I wanted so much to be confident, too. Or, rather, I wanted my type of confidence to be as visible as her type. I wanted my outward demeanor to reflect the growth and healing I’d experienced in the several years since we’d last seen each other. These have been such years of peace and strength for me, and I wanted that strength to be enough to carry me in that situation. But it wasn’t enough, and I could feel it. So I turned, quickly, before she could see me, and walked out of the store.

Afterwards I felt so discouraged. When was I ever going to really heal? When was I going to be strong? But I realized that, actually, making the decision to walk out of a situation that felt unsafe to me was a strength. Choosing to spend my time and energy in ways that are life-giving and with people who build me up is wisdom and confidence. It just looks different than I wanted it to look.
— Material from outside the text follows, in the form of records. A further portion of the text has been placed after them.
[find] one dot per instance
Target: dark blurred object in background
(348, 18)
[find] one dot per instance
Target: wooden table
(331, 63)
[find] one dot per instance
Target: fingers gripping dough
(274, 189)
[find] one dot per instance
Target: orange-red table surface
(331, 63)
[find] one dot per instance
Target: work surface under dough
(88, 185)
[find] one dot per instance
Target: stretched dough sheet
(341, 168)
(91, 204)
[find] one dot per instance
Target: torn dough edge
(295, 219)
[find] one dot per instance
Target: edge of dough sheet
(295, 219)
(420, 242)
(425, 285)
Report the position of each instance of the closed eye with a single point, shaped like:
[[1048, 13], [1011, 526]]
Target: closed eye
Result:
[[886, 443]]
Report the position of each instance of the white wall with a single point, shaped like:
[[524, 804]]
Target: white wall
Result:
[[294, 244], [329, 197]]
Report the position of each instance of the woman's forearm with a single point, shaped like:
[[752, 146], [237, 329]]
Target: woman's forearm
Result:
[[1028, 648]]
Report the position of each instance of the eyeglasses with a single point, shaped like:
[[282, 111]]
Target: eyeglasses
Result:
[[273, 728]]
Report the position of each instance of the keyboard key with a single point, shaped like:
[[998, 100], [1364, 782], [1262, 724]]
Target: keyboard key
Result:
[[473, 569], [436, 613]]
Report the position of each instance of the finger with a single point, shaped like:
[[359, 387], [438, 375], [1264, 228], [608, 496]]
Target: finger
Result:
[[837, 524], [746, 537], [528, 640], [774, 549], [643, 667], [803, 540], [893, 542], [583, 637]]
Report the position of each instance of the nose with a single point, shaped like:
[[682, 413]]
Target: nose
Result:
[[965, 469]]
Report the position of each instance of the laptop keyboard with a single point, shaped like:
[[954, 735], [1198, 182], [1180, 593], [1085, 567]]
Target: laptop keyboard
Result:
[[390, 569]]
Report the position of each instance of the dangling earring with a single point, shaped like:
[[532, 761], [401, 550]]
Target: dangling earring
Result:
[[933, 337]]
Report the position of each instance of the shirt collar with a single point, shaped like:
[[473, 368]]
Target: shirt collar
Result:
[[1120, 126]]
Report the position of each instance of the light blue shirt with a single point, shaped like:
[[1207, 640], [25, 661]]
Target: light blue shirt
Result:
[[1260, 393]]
I’ve been trying to write about this here, to share these thoughts with you, but I haven’t quite been able to figure out how to express them. But I wrote that fable about the lake a couple of days ago, and that contains some of what I wanted to say. So I’ll just leave you with this for now: You have your own color, your own beauty, strength, and gifts, and the world needs them. The world doesn’t need you to try to be beautiful and strong the way that other people are beautiful and strong. It needs your own particular, specific way of being. And sometimes — often, maybe — your particular strength and beauty come from the things that seem to you like weaknesses or flaws. That’s not a glitch in the system, that’s the way the system was designed. Your weakness is part of your strength. Your flaws are what make you uniquely beautiful. You will heal and grow, but that growth and healing will not make you someone else, it will make you more yourself — and that was the plan all along.